The point is that by extending the Christmas Shopping Season, it dilutes its impact. The pace of shopping becomes relaxed, unhurried - and NOT very impulsive. Profits are generated by impulse shopping and the more of it the better. Too much selection is fine, but the price per unit is low and so is the margin. People who are unhurried are give TOO MUCH TIME to shop. They can compare prices, find the best deals, hunt down something in another store. In short they can find the most at the least profit to the merchants.

Consumers may be expecting this, and that may be why Christmas Creep is so awful this year. But times were bad before and Christmas Creep didn't happen then. The merchants have forgotten that they can buy fewer items, available over a shorter amount of time, generating increased demand, and therefore increased premium on the price.

Today, if a toy or item available at Christmas time is popular, EVERYONE HAS ONE. That completely undermines its unique qualities. If only a few have it, and a lot want it, that makes it much MORE special to those who have it. But if everyone has it, that detracts from its uniqueness, making it less valuable, and therefore unable to command a premium price.

It also creates a throw-away and very wasteful society at a time in human history when such acts will have some very long-term, negative repercussions for the entire species. If their toys are commonplace, they're treated as commonplace and tossed on a whim. When I was a kid, I never threw away my toys. They were hard to get, fun to play with and valuable in my eyes.

(Disclaimer: I knew these Christmas presents came from my parents from the age of 3. Never let a genius sit on the lap of a Santa billed as "the one and only Santa Claus" who is wearing a fake beard. Once I figured out Santa was fake, the Easter Bunny and Tooth Fairy were quickly filed into their proper mythological places.)

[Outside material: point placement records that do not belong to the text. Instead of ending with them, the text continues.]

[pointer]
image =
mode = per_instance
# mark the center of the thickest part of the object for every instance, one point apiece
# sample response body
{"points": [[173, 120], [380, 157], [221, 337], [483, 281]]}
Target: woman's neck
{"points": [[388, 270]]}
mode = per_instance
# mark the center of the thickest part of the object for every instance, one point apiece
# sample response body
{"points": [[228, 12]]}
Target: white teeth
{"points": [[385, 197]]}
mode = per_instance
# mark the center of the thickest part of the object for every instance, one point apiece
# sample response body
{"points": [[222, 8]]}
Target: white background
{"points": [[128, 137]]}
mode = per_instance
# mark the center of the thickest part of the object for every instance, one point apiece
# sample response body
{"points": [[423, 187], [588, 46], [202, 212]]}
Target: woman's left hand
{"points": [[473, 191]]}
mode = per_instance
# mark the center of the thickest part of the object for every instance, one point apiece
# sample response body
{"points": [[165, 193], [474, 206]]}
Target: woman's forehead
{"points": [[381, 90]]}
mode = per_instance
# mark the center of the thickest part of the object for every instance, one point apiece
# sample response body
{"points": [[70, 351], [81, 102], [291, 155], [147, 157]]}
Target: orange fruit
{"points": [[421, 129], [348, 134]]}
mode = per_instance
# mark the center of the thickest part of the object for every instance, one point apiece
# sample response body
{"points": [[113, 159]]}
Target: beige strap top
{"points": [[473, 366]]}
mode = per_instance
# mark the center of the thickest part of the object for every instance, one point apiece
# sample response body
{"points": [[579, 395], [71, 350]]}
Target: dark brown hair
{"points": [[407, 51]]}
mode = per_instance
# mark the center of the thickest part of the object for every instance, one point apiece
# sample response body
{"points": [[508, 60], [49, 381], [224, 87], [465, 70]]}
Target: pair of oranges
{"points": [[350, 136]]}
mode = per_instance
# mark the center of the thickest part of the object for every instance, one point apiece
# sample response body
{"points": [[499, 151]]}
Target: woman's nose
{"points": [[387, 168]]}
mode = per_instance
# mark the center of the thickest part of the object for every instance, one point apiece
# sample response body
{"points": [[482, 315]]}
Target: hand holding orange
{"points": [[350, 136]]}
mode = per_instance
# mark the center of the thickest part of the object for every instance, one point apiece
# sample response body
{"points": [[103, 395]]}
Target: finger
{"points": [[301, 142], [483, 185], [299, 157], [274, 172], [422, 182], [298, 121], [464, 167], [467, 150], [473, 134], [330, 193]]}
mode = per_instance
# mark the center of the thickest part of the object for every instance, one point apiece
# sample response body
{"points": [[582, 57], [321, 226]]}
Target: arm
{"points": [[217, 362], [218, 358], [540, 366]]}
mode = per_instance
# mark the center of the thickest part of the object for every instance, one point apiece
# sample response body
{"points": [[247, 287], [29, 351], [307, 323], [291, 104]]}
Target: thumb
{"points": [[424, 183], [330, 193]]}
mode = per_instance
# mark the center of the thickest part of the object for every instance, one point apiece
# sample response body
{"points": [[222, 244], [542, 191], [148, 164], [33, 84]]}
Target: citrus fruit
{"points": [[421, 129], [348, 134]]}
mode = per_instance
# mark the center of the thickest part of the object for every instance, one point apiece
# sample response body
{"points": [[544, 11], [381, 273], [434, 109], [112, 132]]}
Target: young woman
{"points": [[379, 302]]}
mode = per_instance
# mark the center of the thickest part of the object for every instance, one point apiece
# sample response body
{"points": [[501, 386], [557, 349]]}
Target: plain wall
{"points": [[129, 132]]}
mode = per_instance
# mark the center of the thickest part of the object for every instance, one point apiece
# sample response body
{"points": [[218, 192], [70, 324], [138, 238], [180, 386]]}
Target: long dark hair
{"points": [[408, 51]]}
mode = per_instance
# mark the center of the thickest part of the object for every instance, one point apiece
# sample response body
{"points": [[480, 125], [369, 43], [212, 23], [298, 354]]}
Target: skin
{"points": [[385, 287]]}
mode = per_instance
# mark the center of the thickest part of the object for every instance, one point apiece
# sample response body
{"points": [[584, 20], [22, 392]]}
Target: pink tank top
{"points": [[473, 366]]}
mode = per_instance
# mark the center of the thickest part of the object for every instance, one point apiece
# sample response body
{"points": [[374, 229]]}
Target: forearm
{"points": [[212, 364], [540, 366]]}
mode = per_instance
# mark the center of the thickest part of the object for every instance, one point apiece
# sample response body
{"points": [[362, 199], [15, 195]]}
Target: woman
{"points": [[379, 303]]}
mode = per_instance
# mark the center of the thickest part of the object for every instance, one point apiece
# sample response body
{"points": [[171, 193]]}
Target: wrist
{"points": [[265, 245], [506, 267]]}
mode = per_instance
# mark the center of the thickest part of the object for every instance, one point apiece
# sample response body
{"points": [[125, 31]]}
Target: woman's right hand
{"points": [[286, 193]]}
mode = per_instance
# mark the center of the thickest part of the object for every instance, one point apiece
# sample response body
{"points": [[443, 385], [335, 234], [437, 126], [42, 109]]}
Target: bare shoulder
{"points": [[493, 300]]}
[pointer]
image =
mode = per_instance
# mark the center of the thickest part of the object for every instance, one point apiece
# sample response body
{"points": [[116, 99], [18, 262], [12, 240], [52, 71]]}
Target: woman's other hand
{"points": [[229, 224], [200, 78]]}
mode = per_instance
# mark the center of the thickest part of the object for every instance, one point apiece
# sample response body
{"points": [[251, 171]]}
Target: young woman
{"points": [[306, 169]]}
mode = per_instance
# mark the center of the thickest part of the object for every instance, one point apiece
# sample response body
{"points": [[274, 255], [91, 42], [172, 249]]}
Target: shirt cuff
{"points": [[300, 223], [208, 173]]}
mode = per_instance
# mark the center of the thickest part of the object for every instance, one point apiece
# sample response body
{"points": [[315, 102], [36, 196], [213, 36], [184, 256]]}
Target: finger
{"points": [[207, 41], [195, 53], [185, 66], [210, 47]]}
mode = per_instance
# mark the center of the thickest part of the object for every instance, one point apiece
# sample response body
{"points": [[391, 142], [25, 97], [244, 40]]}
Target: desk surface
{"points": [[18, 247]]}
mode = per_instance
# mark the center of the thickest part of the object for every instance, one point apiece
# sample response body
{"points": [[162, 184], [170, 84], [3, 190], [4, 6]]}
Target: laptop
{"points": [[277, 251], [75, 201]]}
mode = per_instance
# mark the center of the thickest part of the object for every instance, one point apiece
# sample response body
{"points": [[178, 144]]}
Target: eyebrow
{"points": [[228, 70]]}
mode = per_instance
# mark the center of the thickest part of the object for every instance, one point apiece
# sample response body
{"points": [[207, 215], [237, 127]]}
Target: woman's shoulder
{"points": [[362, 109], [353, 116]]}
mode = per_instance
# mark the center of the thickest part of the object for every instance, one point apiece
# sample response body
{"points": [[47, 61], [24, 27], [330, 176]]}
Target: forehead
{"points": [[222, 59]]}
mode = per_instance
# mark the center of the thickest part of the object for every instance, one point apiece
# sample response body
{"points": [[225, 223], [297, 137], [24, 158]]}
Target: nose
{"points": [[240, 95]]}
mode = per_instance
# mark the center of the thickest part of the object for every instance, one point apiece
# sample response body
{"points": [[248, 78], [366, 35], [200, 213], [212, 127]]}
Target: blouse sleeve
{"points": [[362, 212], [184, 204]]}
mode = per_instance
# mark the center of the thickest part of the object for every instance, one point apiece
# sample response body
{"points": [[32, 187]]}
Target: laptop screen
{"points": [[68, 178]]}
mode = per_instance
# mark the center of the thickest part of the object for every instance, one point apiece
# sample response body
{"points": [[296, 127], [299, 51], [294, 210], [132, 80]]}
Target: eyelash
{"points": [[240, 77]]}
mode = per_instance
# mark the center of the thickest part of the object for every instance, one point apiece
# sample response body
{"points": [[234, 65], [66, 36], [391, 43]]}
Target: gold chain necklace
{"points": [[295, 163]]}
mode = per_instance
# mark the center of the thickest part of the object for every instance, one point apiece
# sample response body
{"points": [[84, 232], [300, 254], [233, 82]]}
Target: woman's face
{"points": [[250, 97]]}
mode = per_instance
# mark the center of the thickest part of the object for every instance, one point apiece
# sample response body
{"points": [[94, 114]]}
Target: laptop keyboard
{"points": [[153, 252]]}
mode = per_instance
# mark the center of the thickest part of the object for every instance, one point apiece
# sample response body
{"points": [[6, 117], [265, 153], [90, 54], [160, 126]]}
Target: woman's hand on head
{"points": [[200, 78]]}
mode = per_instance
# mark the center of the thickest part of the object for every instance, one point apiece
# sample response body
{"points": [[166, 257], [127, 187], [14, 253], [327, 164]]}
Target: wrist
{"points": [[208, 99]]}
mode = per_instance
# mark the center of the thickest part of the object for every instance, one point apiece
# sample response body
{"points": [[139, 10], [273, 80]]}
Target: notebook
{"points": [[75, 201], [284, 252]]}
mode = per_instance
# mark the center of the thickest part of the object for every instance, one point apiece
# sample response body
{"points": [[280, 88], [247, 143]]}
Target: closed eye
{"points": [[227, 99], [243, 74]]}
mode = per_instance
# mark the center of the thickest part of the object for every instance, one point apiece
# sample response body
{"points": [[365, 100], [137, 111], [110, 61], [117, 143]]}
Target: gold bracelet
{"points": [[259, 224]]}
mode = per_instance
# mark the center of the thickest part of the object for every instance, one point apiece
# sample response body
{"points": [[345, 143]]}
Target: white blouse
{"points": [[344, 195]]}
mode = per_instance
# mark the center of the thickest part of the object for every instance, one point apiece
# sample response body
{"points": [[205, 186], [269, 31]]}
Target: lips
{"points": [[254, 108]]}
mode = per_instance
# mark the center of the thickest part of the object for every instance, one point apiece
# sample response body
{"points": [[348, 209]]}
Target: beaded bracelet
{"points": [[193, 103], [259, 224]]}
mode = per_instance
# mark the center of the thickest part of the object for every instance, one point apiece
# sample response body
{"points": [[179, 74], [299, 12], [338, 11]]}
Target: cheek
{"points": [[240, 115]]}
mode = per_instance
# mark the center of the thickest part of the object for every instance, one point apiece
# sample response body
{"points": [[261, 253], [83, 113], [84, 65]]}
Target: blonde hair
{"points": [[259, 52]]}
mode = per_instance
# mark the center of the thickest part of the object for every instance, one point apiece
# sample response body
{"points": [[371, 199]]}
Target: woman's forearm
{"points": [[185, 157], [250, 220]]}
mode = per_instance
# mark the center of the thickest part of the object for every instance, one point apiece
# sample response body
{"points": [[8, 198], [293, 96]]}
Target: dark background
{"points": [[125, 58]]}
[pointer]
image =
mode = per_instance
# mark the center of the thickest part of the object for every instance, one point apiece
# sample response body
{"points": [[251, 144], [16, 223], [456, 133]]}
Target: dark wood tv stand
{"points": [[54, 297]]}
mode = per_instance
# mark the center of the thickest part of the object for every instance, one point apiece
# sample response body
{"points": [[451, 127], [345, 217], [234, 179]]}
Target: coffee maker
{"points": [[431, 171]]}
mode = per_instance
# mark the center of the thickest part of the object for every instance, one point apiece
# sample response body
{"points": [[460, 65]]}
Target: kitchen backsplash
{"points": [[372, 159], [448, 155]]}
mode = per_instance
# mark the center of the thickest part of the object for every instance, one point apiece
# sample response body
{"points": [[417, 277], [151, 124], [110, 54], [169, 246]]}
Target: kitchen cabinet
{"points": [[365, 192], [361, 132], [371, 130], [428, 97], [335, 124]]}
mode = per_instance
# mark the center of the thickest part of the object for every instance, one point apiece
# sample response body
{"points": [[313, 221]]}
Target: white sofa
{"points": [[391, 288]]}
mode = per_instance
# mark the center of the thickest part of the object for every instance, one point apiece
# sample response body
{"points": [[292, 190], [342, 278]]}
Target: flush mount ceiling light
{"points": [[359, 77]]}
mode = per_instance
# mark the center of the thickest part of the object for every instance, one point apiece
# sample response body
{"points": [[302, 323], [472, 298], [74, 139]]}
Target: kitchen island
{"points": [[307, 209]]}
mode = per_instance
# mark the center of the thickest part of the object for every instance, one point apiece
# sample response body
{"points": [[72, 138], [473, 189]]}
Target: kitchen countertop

People need to appreciate what they get. If they don't, they treat things like crap. If everyone can get the Sparkly Pony with the Kung Fu Grip, then it's not special to them and that toy will find itself under the tires of the family car because they didn't care about it enough to bring it in with them when they were done playing.

Extending the holiday season may be how merchants are extending their profits, but to me, they're blowing a golden opportunity. Quantity will never return as much profit profit as quality. They need to stock only a limited number of things, and charge as much as the market will bear. If some folks can't afford it or get one due to limited supply, oh well. That's how life is. And disappointment in childhood often leads people to doing more and better in adulthood.

Kids need to learn about disappointment and how to handle it, and to appreciate the things they do get. It's a life lesson that's good not only for them, but for everyone in the long run.

And maybe we can de-creep the Christmas Creep.